Sunday, April 25, 2010

thuds and screams in Wapping

So, that election. I should be out delivering leaflets; but my leaflets haven't turned up. Such is life in the sinister Lib-Dem election machine.

More interestingly, it's been a week of truth. We kicked off with David Yelland's and Michael Wolff's pieces about the likely panic in the Murdoch world about the Lib Dem surge and, more broadly, the possibility of their pet candidate, complete with Andy Coulson as personal representative, failing to win. That was interesting, but you could have been forgiven for a certain scepticism.

Then, however, the Murdoch world decided to throw a live demonstration (in more ways than one, thinking about their visit to the Indy). Kicking off, the Tories announced "a new Get Clegg strategy". Rather, it might have been truer to say that they "announced" it; at the time, the news reporting was merely that it had been announced. What was really meant by this became obvious on the morning of the second debate, with the synchronised wave of abuse from the right-wing press.

By lunchtime on the next day, however, they had been called on the issue, by name:
"George Osborne needs to come clean as to whether he himself was personally responsible for this negative media smear campaign, which is now backfiring spectacularly with voters."....

Osborne met some political editors on Monday and discussed the party's response to the Lib Dem surge.

In one paper, a strategist was reported as expressing the hope that the media would do the Tory party's dirty work.
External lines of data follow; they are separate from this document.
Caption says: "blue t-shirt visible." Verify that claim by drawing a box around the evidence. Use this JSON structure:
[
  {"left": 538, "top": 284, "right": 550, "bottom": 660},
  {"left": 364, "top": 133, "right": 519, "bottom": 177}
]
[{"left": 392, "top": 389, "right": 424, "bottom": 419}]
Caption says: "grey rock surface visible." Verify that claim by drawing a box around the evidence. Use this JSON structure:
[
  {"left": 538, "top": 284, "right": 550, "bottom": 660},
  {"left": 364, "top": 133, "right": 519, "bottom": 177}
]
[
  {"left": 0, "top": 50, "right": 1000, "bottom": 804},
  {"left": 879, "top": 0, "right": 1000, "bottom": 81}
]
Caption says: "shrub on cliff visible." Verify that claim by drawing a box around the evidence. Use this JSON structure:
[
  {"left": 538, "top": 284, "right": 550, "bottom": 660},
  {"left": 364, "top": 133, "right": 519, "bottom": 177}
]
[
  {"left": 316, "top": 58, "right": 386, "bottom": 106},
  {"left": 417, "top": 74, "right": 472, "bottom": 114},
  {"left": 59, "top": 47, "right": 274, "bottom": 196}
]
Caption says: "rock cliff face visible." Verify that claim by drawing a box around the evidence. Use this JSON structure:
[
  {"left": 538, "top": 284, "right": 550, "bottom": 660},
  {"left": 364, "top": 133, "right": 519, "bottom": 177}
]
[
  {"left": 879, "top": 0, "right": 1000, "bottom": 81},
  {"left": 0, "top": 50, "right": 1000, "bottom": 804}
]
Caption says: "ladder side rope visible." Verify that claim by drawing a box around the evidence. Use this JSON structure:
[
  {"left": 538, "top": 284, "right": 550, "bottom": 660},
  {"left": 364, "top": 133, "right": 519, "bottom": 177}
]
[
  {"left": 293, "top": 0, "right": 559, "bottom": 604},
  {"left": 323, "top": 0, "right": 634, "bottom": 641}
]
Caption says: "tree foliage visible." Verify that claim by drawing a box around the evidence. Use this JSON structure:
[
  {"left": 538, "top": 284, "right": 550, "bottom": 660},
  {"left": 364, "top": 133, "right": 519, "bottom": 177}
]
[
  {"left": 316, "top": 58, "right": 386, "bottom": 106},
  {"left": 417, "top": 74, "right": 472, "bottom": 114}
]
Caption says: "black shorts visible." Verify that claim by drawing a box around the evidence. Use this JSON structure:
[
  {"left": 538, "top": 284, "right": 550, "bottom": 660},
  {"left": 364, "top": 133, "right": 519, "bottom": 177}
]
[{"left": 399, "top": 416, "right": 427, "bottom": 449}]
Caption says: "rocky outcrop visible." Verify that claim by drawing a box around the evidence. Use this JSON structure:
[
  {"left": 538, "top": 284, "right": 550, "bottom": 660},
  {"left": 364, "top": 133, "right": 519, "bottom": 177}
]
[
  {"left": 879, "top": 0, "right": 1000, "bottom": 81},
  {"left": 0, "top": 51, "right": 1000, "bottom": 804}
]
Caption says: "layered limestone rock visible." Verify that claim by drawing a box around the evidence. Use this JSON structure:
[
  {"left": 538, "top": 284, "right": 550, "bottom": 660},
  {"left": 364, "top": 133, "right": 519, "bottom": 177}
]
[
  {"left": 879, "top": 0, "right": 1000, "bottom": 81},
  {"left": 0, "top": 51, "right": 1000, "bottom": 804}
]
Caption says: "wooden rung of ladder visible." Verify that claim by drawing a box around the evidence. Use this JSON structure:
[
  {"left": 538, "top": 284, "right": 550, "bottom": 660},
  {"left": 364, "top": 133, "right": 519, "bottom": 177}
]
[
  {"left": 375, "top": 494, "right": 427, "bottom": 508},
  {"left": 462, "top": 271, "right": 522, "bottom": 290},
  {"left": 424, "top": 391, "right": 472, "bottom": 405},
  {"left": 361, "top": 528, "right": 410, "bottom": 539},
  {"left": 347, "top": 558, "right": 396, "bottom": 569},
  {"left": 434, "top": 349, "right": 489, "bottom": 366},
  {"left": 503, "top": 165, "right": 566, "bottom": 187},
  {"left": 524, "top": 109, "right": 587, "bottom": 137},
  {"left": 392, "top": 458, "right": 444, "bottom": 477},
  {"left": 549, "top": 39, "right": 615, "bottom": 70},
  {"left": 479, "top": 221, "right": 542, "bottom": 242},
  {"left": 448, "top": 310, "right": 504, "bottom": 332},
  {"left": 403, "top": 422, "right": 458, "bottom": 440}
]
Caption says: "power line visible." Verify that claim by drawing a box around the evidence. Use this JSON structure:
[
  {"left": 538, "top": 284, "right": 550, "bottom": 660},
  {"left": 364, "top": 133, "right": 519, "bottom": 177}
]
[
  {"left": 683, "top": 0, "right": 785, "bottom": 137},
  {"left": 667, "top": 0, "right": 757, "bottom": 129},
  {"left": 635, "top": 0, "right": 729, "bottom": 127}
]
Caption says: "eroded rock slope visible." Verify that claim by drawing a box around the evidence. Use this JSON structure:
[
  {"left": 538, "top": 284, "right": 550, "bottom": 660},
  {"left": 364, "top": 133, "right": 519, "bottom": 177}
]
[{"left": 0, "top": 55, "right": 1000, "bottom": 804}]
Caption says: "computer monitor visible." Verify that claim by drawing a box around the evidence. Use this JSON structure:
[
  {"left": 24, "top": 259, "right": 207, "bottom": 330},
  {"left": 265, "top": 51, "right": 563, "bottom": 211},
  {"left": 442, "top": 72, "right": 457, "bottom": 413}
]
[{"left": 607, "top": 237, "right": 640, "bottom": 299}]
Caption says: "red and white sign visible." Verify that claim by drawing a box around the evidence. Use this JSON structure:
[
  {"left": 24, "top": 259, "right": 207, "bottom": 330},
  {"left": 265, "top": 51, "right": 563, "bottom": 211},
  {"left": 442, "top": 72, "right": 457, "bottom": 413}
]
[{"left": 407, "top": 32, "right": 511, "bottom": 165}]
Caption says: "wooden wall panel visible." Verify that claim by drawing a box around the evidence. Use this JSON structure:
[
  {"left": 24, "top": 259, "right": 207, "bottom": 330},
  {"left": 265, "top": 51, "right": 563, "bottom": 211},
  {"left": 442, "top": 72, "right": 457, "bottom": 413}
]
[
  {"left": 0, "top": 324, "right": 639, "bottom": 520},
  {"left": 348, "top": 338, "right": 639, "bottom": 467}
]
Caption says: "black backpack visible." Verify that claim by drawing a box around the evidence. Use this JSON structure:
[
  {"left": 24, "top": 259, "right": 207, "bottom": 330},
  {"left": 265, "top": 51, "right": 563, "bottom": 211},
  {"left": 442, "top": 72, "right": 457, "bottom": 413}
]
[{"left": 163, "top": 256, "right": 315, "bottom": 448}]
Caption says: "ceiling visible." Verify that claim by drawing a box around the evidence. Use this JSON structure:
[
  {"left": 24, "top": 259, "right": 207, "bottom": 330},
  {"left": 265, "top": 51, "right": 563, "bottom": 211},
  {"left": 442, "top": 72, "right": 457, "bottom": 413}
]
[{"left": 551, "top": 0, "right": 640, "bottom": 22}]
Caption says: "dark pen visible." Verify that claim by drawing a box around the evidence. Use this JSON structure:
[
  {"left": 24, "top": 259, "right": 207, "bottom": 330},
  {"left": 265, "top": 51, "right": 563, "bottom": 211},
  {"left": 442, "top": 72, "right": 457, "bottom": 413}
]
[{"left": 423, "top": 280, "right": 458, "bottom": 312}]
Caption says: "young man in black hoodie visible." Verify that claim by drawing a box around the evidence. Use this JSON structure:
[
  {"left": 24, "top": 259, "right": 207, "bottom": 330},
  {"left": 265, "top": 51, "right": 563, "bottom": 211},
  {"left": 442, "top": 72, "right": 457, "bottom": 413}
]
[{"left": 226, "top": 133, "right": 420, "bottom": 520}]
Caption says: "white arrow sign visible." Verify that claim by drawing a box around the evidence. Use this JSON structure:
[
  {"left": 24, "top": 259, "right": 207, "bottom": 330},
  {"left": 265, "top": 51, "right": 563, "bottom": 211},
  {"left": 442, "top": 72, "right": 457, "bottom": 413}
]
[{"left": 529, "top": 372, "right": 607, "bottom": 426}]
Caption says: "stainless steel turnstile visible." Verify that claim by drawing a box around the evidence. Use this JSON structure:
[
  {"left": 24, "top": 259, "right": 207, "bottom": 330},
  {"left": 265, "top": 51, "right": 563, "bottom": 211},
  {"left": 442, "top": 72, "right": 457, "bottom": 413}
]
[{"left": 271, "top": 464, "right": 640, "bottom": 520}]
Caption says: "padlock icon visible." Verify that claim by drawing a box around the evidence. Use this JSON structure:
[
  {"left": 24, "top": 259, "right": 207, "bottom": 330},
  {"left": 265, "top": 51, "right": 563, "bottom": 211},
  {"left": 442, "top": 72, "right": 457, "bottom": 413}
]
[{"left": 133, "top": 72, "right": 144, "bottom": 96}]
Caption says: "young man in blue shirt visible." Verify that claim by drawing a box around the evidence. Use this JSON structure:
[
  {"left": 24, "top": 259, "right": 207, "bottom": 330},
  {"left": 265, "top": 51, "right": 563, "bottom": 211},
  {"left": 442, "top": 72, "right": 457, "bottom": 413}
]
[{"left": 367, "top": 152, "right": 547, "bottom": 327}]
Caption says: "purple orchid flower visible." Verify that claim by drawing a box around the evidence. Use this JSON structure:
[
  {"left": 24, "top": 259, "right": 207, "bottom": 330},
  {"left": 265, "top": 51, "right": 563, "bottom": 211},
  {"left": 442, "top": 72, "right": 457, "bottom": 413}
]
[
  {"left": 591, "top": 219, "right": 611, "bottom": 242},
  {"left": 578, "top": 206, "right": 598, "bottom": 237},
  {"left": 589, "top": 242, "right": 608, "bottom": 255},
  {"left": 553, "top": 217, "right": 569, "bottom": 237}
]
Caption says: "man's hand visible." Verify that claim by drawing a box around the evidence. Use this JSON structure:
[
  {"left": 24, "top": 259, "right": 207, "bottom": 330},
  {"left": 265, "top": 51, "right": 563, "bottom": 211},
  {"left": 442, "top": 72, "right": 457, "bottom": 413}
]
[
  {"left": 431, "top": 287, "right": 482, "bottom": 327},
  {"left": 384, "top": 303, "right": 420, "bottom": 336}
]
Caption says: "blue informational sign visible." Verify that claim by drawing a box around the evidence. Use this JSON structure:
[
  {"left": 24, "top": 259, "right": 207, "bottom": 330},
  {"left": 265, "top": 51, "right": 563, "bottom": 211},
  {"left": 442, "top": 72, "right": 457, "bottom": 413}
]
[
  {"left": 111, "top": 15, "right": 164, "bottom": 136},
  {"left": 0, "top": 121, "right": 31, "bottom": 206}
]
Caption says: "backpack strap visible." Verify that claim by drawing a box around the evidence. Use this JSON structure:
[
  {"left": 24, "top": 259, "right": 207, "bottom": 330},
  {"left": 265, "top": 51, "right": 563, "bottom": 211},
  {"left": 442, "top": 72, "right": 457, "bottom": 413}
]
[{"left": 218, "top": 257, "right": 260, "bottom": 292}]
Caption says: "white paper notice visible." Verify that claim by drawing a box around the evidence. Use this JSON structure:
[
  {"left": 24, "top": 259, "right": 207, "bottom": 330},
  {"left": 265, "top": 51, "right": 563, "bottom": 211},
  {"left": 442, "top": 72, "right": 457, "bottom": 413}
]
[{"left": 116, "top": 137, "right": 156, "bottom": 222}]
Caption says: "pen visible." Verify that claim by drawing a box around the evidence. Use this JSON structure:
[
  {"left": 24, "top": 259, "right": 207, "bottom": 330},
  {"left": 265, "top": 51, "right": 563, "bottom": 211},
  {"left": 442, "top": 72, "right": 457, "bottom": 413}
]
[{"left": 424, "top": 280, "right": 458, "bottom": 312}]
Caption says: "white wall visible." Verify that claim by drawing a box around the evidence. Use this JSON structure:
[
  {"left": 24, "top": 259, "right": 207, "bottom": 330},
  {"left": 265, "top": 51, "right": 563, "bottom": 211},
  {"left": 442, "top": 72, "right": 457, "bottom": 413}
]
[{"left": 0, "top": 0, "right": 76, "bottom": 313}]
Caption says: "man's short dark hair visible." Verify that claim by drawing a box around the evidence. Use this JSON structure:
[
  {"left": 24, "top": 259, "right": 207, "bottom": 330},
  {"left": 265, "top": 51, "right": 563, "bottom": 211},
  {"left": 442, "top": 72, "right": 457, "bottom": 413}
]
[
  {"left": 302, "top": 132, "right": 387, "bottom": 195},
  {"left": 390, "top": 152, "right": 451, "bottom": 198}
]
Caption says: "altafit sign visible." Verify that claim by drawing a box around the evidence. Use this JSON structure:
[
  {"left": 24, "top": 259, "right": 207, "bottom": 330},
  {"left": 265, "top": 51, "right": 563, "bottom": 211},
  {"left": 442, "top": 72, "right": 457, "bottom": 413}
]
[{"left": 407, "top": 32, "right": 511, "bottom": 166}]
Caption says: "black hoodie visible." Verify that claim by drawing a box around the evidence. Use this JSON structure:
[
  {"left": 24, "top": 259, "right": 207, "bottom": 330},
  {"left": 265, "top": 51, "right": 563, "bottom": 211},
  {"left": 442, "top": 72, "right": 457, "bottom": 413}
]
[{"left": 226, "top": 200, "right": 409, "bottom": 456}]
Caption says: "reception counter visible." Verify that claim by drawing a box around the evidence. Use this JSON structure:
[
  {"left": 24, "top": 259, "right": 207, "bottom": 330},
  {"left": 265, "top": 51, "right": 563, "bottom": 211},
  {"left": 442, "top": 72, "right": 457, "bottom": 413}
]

There is no evidence that Osborne made this remark or that Conservative headquarters fed any story to any paper.


The direct quote is from the Liberal election coordinator, Danny Alexander; the rest is the Guardian's. You have to love the impressively yellow bit about "there is no evidence that Conservative HQ..." after the direct statement that, yes, Gideon personally made the rounds and handed out the talking points.

Because, of course, the Lib Dem surge has at least achieved one thing - it's provided an opportunity to observe the media-political complex working in real time. We can't tell what transpired between Osborne and the pet editors, but we do know that an unexpected third-party surge happened at the beginning of the week, the Tories promised smears, and that certain newspapers all delivered them on the due day. Input-output analysis.

At least we now know, for a fact, that there are newspapers in the UK that accept direct orders from politicians, and we also know which ones. Not that the list is a surprise. It's also interesting that the Murdochs still think the Times has to observe slightly different standards; it sat out the story. Clearly, self-delusion does actually act as a real check on some people's behaviour. The Times kids itself it's still a newspaper, and therefore is somewhat more like one.

Another thing; since Osborne got caught, the Tories have adjusted the fire somewhat. Ken Clarke told the Telegraph that they might consider going into coalition with the Liberals; the Observer, in its Obscurer mode, headlined the same thing over an interview with David Cameron, in which he didn't really say that - but presumably his PR team must have accepted it. The whole thing has had a strangely communist feel; a Power Struggle in the Inner Party, which the people follow through odd snippets of certainly misleading news-like data.

The good news: ignorance is no longer excusable. The even better news is: there's an app for that, or rather a Greasemonkey script.

You bet. (More here, and here, among others.

In an environment characterised by uncertainty, the best predictions are often the ones based on humour and caricature; they get past the shared illusions and get right to the irrational core.

1 comment:

ejh said...

there are newspapers in the UK that accept direct orders from politicians, and we also know which ones

Though we still don't know which politicans accept direct orders from newspapers, albeit Yelland seems to have some well-informed opinions on the subject.